Refresh Token: - Lifetime: 90 days (Azure AD default, configurable via conditional access policies) - Storage: Stored alongside access token - Usage: Used to obtain new access token without user re-authentication - Revocation: User logout, password change, or Azure AD policy triggers revocation

Graph Token (OBO): - Lifetime: 1 hour (Azure AD default) - Storage: NOT stored - always exchanged on-demand from user token - Refresh: New OBO exchange performed when needed (no caching)

Session Expiry Handling: - When refresh token expires → User redirected to Azure AD login - When access token expires → Automatic refresh using refresh token (transparent to user) - When OBO exchange fails → HTTP 401 returned to client with error details


Security Design#

Authentication Security#

Multi-Factor Authentication (MFA): - Enforced by Azure AD conditional access policies - MCP server respects Azure AD authentication decisions - No server-side MFA logic required

Conditional Access: - IP restrictions, device compliance, trusted networks enforced by Azure AD - MCP server cannot bypass Azure AD policies - Failed conditional access checks prevent token issuance

Scope Validation: - Required scopes: api://{client_id}/access, offline_access - Graph scopes: Mail.Read, Calendars.Read, MailboxSettings.Read - User must consent to all required scopes during login - Azure AD RBAC honored - token scoped to user's permissions only

Token Security#

Secret Management: - Client secrets stored in AWS SSM Parameter Store - Secrets encrypted at rest with AWS KMS - Retrieved at runtime via IAM role (no hardcoded secrets) - Never logged or exposed in HTTP responses - Implementation: settings.mcp_server_azure_client_secret (SecretStr type)

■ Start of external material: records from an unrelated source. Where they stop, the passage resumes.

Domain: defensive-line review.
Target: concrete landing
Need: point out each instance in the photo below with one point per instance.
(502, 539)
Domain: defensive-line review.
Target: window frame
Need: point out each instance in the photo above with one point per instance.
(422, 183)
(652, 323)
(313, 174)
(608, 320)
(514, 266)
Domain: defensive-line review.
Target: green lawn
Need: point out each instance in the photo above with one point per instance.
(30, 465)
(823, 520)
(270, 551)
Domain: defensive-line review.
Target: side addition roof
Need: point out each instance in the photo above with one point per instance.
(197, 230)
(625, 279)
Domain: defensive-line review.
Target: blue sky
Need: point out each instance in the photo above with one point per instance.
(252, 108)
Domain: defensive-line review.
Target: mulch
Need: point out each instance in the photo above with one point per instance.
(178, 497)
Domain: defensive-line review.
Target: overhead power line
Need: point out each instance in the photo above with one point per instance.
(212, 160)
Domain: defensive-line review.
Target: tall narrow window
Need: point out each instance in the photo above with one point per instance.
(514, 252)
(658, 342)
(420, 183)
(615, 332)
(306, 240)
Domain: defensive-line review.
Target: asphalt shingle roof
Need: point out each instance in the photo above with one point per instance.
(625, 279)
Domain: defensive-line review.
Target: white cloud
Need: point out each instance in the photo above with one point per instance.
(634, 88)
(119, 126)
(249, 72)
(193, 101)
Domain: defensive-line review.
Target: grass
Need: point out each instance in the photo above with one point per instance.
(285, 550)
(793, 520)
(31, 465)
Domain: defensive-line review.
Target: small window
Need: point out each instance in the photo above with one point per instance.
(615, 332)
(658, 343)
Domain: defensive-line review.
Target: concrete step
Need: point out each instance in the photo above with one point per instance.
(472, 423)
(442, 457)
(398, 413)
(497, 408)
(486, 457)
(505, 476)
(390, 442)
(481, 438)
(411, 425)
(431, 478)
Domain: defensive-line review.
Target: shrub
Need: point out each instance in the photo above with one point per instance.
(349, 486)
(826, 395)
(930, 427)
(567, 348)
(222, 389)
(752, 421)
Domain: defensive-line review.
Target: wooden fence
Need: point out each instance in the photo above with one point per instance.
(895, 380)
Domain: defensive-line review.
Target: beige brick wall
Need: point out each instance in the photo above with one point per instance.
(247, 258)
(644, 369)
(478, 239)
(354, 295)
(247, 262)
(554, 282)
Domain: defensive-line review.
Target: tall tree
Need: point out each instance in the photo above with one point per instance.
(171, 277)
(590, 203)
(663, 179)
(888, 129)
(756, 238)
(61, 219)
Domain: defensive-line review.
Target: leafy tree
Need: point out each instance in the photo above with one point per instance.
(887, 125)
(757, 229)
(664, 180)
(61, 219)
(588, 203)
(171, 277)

Token Protection: - Access tokens never logged (Pydantic SecretStr type) - Refresh tokens stored encrypted in DynamoDB at rest - Tokens transmitted only over TLS 1.3 - No token caching in GraphClient (stateless OBO) - Token expiry honored - no use of expired tokens

Transport Security: - TLS 1.3 enforced on Application Load Balancer - HTTPS only - HTTP requests redirected to HTTPS - Certificate: AWS Certificate Manager (ACM) wildcard cert for *.connectors.novo-genai.com

Audit Logging#

Authentication Events Logged: - User identity (email/UPN) - Timestamp (ISO 8601 UTC) - Result (success/failure) - IP address (from X-Forwarded-For header) - MCP endpoint accessed

Logged via Python logging module:

logger.info("User %s authenticated successfully from %s", user_email, ip_address)
logger.error("OBO token exchange failed: %s", error_message)

Log Destination: AWS CloudWatch Logs (centralized)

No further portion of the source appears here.